Also Wednesday, at least 29 journalists were arrested in Katmandu at a protest of the government's crackdown on the media since the king's seizure of power.

In Parasi, 125 miles southwest of Katmandu, an official said hundreds of protesters were pelting police with stones and bricks when the police opened fire with live ammunition, killing one and injuring five.

Authorities imposed a curfew in the town afterward, said the official, who asked not to be identified because he was not authorized to speak to reporters.

The official's account could not be independently verified, although in the past days many demonstrations have ended in street battles between protesters and security forces.

Still, with three other people shot and killed at protests over the weekend and scores beaten, the United Nations on Tuesday said the police and army were using excessive force.

Officials have lifted a curfew in Katmandu that had kept the capital in virtual lockdown for days, although they remained in place in the cities of Pokhara and Bharatpur.

Protesters in Katmandu had planned to converge in the capital's center for a mass rally, defying a ban on demonstrations. But police stopped at least a half-dozen processions of a few hundred people each that were heading toward the Shahid Manch, an open area in the city center where political rallies were held until the government banned such gatherings.

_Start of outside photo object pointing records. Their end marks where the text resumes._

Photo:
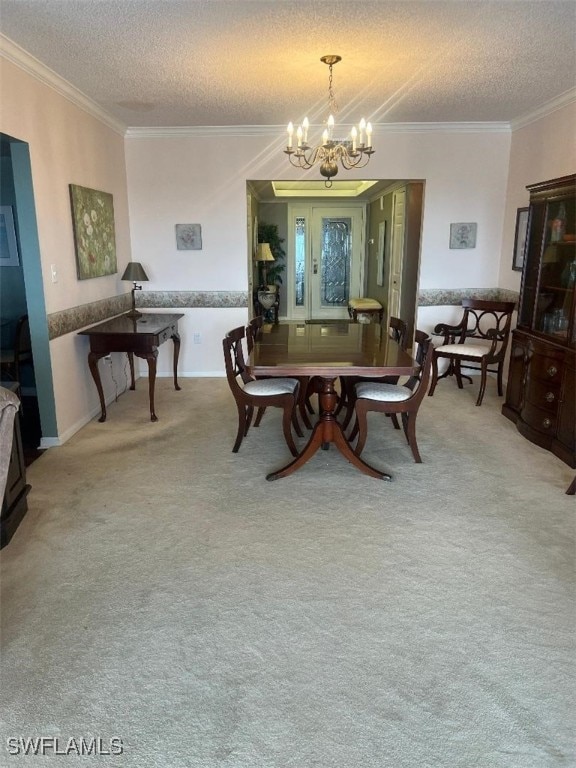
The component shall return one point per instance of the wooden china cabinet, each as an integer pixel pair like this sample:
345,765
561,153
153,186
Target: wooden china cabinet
541,395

The area was also cordoned off by hundreds off police, who even threatened pedestrians, and some 20 protesters who managed to slip through police lines were promptly arrested.

The opposition intended Wednesday's rally to be the major protest of the past week.

Its alliance with the communist rebels has prompted the government to threaten harsher measures against demonstrators — a fact that "created confusion" and may have scared people away from Wednesday's protest, said Pancha Narayan Maharjan, of the Center for Nepal and Asian Studies.

Across the rest of Katmandu, residents streamed into the streets to work, shop or just enjoy life outside their homes.

Gopal Shrestha was back at his small makeshift roadside stand where he sells sunglasses, relieved he had been able to return to work.

"People inside don't need sunglasses," he said.

Throughout the crisis, Gyanendra has remained mostly silent, spending his days in the resort town of Pokhara, and making just a single statement that called for calm but did not directly address protesters' demands for democracy to be restored.

He was expected to make a major speech Friday, the Nepali new year.

One palace faction is pushing Gyanendra to make an overture to the opposition, said a Western diplomat familiar with the situation. An opposing faction is urging the monarch to stick to his "roadmap" calling for parliamentary elections next year, said the diplomat, who spoke on the condition of anonymity because of the sensitivity of the situation.

The country's political parties are likely to reject any elections called on the king's timetable, demanding instead that a special assembly be convened now to write a new constitution, which would likely give Gyanendra only a limited, ceremonial role.

The State Department said this week that the king's decision to impose direct palace rule had been "an abject failure."